CGS-CIMB RESEARCH (JUNE 1): We expect the demerger of SBG Group (mostly retails the Sembonia brand) and its subsequent listing on the LEAP Market to be completed sometime in 3QFY22. We retain our neutral to slightly negative view of this exercise as the benefits of having different platforms to optimise strategies and capital management for specific brands would be offset by the lower liquidity in the LEAP Market compared with Bursa Malaysia’s Main and ACE Markets.

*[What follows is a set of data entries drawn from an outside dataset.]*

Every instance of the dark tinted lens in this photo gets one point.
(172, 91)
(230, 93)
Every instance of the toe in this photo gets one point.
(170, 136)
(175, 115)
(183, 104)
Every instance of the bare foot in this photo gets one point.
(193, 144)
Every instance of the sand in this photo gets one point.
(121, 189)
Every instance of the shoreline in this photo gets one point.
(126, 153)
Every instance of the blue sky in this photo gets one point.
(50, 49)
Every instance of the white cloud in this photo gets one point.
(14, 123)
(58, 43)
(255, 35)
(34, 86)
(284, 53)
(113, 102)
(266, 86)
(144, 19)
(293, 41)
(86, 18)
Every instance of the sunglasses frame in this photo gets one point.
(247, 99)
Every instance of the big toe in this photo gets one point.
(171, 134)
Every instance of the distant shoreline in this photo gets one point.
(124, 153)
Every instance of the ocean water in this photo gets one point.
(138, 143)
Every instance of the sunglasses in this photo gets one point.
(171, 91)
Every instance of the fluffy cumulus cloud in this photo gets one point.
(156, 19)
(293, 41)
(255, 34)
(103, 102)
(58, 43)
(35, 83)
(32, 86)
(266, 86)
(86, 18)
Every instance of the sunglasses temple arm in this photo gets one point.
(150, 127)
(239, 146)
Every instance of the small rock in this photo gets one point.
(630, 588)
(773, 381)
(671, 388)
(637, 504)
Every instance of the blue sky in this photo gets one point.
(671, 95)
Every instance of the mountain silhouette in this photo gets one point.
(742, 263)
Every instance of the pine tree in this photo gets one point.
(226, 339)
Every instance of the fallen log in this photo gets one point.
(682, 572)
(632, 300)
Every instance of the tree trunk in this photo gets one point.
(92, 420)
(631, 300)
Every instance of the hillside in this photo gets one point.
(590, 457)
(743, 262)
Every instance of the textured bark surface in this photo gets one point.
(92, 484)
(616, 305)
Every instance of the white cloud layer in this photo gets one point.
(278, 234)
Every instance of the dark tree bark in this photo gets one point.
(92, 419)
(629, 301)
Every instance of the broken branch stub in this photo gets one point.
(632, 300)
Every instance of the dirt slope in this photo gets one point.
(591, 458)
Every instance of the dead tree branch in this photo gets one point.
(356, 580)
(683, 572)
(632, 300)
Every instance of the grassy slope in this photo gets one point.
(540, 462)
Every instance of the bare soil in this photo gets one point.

We slightly raise our FY21 EPS forecast, as we lower our revenue assumptions, but lift our margin forecast in the light of 9MFY21 earnings beating consensus. We retain our “add” call on the stock, with an unchanged target price of RM1, still based on FY22 P/BV of 0.5 times. Notwithstanding the challenges to retailers, we remain positive on Bonia’s improving profitability and disciplined cost management. Key rerating catalysts include faster-than-expected sales recovery. Key downside risks are a prolonged nationwide lockdown, higher-than-expected operating costs and intensifying competition.

Johore Tin Bhd

Target price: RM2.25 OUTPERFORM

PUBLICINVEST RESEARCH (JUNE 1): Johore Tin’s net profit jumped 109% y-o-y to RM9.5 million in 1QFY21, likely attributable to the normalised margin in the tin manufacturing segment following the adjustment of selling price. After adjusting for one-off items, its 1QFY21 core net profit came in at RM10 million. The results were within expectations, accounting for 20% and 22% of our and consensus’ full-year estimates respectively. Nevertheless, we are adjusting our forecast for FY21-23 downwards by 3% to 7% to account for MCO 3.0 impact, as the company is only allowed to operate at 60% capacity, coupled with the increase in raw material costs. We are still positive on its long-term outlook as its Mexico operations should enable the company to tap the North American market.

We maintain our “outperform” call, with a higher target price of RM2.25 — up from RM2.08 previously — as we roll forward our valuation base year to FY22 EPS. For the quarter, Johore Tin declared a single-tier interim dividend of one sen.